Microsoft seeks to compete with Meta, will bring virtual reality to Teams

Starting in 2022, it will begin to integrate aspects of the Mesh virtual reality and augmented reality platform in Teams.

Microsoft announced its plan on Tuesday to bring virtual reality to its popular online collaboration platform Teams, less than a week after the company that owns Facebook changed its name to Meta to do the same.

Within the framework of the Microsoft Ignite developer conference held these days virtually, the firm from Redmond (Washington state, USA) announced that from 2022 it will begin to integrate aspects of the virtual reality platform and Mesh augmented reality in Teams.

Among other things, Internet users will be able to create their own avatars to attend work meetings and social events, and generate virtual spaces in which to interact with other users having the feeling of sharing a place with them but without leaving home.

Although the first step will be the avatars, the company hopes that in the long run these can be replaced by much more realistic holograms.

The virtual universe in Teams can be accessed both using virtual reality glasses and from the phone or computer.

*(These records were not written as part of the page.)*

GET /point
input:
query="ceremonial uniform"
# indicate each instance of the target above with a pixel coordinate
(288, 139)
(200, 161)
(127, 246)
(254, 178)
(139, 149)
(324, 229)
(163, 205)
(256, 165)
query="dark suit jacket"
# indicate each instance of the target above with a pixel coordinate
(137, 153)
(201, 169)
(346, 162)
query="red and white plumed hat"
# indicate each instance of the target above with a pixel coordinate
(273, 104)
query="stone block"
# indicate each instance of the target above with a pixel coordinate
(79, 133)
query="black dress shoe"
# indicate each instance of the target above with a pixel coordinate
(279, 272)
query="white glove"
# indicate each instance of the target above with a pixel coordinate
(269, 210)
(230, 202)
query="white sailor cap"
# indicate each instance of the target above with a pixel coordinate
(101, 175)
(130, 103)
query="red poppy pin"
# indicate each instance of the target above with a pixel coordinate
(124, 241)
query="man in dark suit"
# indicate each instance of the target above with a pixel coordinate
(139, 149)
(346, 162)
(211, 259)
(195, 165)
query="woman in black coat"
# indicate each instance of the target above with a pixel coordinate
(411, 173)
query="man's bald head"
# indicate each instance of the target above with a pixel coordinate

Last Thursday, the company that owns Facebook, which until then had the same name as the social network, changed its name to Meta to reflect the shift in its priorities towards the metaverse, a virtual reality world similar to the one shown today by Microsoft.

The main difference between the announcements by Meta and Microsoft is that the former has a much more leisure-oriented nature (video games or attendance at events such as concerts), while Microsoft’s is more facing, like the Teams platform, the world of the company. (I)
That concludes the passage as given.